El agua cae sobre mí como un golpe tibio, una cascada que apenas logra arrastrar el peso del día. La ducha es pequeña, con azulejos que alguna vez fueron blancos, pero ahora tienen un tinte amarillento que no quiero analizar demasiado. Aun así, agradezco el calor, el ruido del agua que llena el silencio incómodo del apartamento. Cierro los ojos y dejo que el agua resbale por mi cuello y mi espalda, intentando borrar cada pensamiento persistente. Pero no lo consigo. Porque tan pronto como relajo los músculos, su rostro aparece en mi mente.

Esos ojos azules. Fríos y calculadores, pero con una chispa peligrosa, como si supiera exactamente cómo desarmarme, cómo leer cada grieta en mi armadura. La manera en que me miró en la cafetería... como si yo fuera un libro abierto y él estuviera encantado con cada palabra. Recuerdo su voz, profunda y suave, una trampa disfrazada de caricia. "Mánchester"; me había llamado mientras inclinaba ligeramente la cabeza, sus labios dibujando esa media sonrisa que me irritaba tanto como me intrigaba.

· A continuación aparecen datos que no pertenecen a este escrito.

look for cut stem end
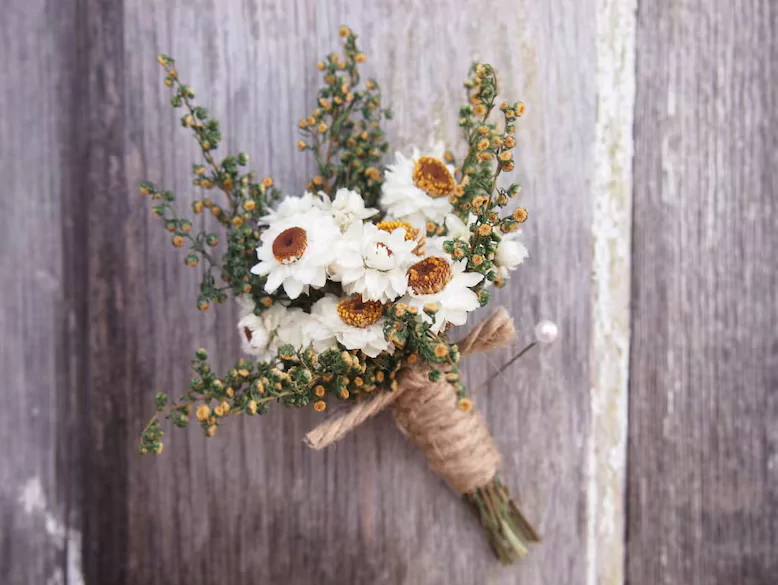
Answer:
[463,476,540,565]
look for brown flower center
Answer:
[338,295,384,329]
[376,221,419,242]
[273,227,308,264]
[408,256,452,295]
[413,156,454,197]
[376,221,426,256]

El agua cae más fuerte, como si intentara arrancarme ese recuerdo, pero no funciona. Porque me acuerdo perfectamente de cómo mi corazón traicionó a mi lógica. De cómo, durante un instante, me olvidé de quién era él: un asesino, un manipulador, alguien que no debería provocarme nada más que desdén. Pero en vez de eso, me encuentro inclinándome hacia él, como si su magnetismo fuera un hilo invisible que no podía cortar.

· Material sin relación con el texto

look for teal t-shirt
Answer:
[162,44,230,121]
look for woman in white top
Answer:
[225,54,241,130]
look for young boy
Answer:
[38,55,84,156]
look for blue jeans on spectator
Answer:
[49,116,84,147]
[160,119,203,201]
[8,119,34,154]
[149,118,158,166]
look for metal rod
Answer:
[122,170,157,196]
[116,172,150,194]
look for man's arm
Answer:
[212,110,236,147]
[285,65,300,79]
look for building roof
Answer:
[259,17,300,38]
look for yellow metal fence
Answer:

El vapor comienza a llenar el baño, y me doy cuenta de que estoy apretando los dientes. Sacudo la cabeza y abro los ojos, enfocándome en el agua que cae. Pero incluso aquí, con el calor envolviéndome, no puedo escapar de esa conversación, ni de lo que me hizo sentir. No es deseo, me digo mientras paso las manos por mi cabello mojado. Es estrategia. Él intentaba jugar conmigo, controlarme como controla a todos los demás. Pero su sonrisa, sus ojos, la seguridad en su voz... hay una parte de mí que odia admitir cuánto me afectó.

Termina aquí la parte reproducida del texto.